Wie eine weiße Wand wirken die über und über mit unzähligen weißen Blüten
bewachsenen Schlehengebüsche. Ein besonders schönes und auffälliges befindet sich rechts des Grüns der Bahn 1 auf dem Westplatz. Die Schlehenblüten gehören zu den ersten Nektarquellen für viele Wildbienen, Hummeln, Schmetterlinge und Schwebfliegen. Besonders die großen bunten Tagpfauenaugen und die C-Falter fallen in den Schlehenblüten schon von weitem ins Auge.
 
Kurz nach den Schlehen erblühen deren nahe Verwandte, die Zwetschgen und Pflaumen in den Obstwiesen, gefolgt von Apfel und Birne. Besonders eindrucksvoll ist zudem die Zeit der Kirschblüte. In den Obstwiesen blühen dann die Süß- und Sauerkirschen und in den Säumen und Wäldchen des Clubgeländes die Vogelkirsche. Diese heimische Wildform der Süßkirsche ist in unseren Laubwäldern sehr verbreitet. Zwischen Buchen und Eichen fallen die Bäume jedoch kaum auf. Wie häufig der Baum verbreitet ist, kommt nur während der Blütezeit zur Geltung. Beispielsweise bei einer Autobahnfahrt sieht man die Bäume sehr oft entlang der Fahrbahn. Auch die vielen, in den Wäldern weiß blühenden Bäume, zeigen wie häufig dieser schöne Baum bei uns vertreten ist.
 
Das Wiesenschaumkraut taucht alle Hardroughs und Wiesen des Platzes im Frühjahr in ein zartes Rosa. Diese typische Pflanze frisch-feuchter Wiesen ist die Nahrungspflanze für einen sehr anmutigen Schmetterling, den Aurorafalter. Die Männchen, mit ihren leuchtend orangen Flügelspitzen sind sehr auffällig, fliegen aber nur wenige Wochen. Die Raupen ernähren sich vom Kraut der Pflanze und die Falter nutzen die Blüten zur Nahrungsaufnahme.

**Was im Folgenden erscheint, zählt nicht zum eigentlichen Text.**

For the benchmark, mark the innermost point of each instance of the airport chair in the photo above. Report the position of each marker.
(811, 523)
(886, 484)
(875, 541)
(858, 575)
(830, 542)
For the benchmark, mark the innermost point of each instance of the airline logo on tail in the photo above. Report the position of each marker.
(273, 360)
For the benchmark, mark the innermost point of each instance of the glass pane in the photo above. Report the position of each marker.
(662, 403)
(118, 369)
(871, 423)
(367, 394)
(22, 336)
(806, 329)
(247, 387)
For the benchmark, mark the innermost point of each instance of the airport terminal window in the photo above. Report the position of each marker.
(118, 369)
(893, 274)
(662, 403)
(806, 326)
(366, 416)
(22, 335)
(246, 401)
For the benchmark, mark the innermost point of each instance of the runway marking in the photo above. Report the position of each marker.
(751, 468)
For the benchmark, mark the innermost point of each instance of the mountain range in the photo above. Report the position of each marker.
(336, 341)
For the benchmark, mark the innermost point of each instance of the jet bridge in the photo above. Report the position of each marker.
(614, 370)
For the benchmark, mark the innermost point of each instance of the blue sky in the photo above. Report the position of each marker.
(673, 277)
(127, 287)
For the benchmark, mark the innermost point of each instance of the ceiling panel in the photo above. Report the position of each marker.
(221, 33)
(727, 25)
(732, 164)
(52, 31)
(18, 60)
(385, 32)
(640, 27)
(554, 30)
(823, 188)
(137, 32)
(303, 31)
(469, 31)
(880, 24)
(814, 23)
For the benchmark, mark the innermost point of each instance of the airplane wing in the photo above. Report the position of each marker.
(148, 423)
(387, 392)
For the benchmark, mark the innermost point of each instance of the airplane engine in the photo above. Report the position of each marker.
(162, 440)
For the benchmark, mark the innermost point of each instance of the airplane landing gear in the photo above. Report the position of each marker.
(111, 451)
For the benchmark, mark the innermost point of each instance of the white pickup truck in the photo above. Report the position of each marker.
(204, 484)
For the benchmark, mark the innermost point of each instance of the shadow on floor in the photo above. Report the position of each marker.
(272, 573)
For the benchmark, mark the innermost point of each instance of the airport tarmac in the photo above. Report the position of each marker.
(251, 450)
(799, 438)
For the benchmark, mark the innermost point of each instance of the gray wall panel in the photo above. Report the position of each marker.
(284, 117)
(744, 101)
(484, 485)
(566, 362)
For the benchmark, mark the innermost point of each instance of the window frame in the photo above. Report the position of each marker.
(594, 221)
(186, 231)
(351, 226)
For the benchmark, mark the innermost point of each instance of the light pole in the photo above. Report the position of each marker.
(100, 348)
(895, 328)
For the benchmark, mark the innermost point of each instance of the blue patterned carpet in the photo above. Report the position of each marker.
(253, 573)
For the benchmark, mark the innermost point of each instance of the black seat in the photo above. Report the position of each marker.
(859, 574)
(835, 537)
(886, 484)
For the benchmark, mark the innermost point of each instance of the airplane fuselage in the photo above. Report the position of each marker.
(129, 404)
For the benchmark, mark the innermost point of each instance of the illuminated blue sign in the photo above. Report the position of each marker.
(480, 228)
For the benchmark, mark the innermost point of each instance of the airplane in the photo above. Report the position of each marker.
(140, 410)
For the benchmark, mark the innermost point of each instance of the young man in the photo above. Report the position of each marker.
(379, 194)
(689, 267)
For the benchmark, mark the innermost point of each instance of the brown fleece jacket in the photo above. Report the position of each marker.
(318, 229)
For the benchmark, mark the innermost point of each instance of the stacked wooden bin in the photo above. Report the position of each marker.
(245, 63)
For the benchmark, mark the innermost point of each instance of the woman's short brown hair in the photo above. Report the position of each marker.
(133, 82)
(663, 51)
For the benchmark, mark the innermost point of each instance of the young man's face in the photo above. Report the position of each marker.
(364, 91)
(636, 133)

Die Hohe Schlüsselblume ist eine heimische wild wachsende Verwandte der beliebten Balkonprimel. Sie wächst in den Bachauen des Clubgeländes, oftmals im lichten Unterholz entlang der Bäche. Besonders im Bereich zwischen den Bahnen 2 und 3 auf dem Westplatz kann man sie auch von den Spielbahnen aus entdecken.
 
Diverse Blühaspekte gibt es auch weiter in den Sommer und Herbst hinein. Mit der Farbintensität und Explosivität des Frühjahres kann aber keine andere Jahreszeit mithalten.
 
Ebenfalls früh im Jahr unterwegs sind die Amphibien. Besonders der Grasfrosch und die Erdkröte machen sich in den ersten wärmeren Märznächten auf den Weg in ihre Geburtsgewässer. In dieser Zeit werden allgemein viele Amphibien auf ihrer Wanderung zu den Teichen überfahren. Da der Golfplatz eine sehr verkehrsarme Fläche darstellt, konnten sich sehr große Amphibienpopulationen ausbilden.
Beispielsweise kann man in den Kleingewässern entlang der Bahn 12 des Ostplatzes viele hundert Laichballen des Grasfrosches finden. Diese ist damit eine der größten Populationen in Düsseldorf. Dank der naturnahen Pflege der Gewässer auf dem Golfplatz konnte die Population von Grasfrosch, Erdkröte, Teich- und Bergmolch beachtlich gesteigert werden. Mit unserem Sport kommen sie kaum in Konflikt, da sie die Spielbahnen mangels Deckung meiden. So ist es nicht verwunderlich, dass sich in den vergangenen Jahren zusätzlich zwei sehr seltene Arten, der Kammolch und der Teichfrosch auf dem Golfplatzgelände angesiedelt haben.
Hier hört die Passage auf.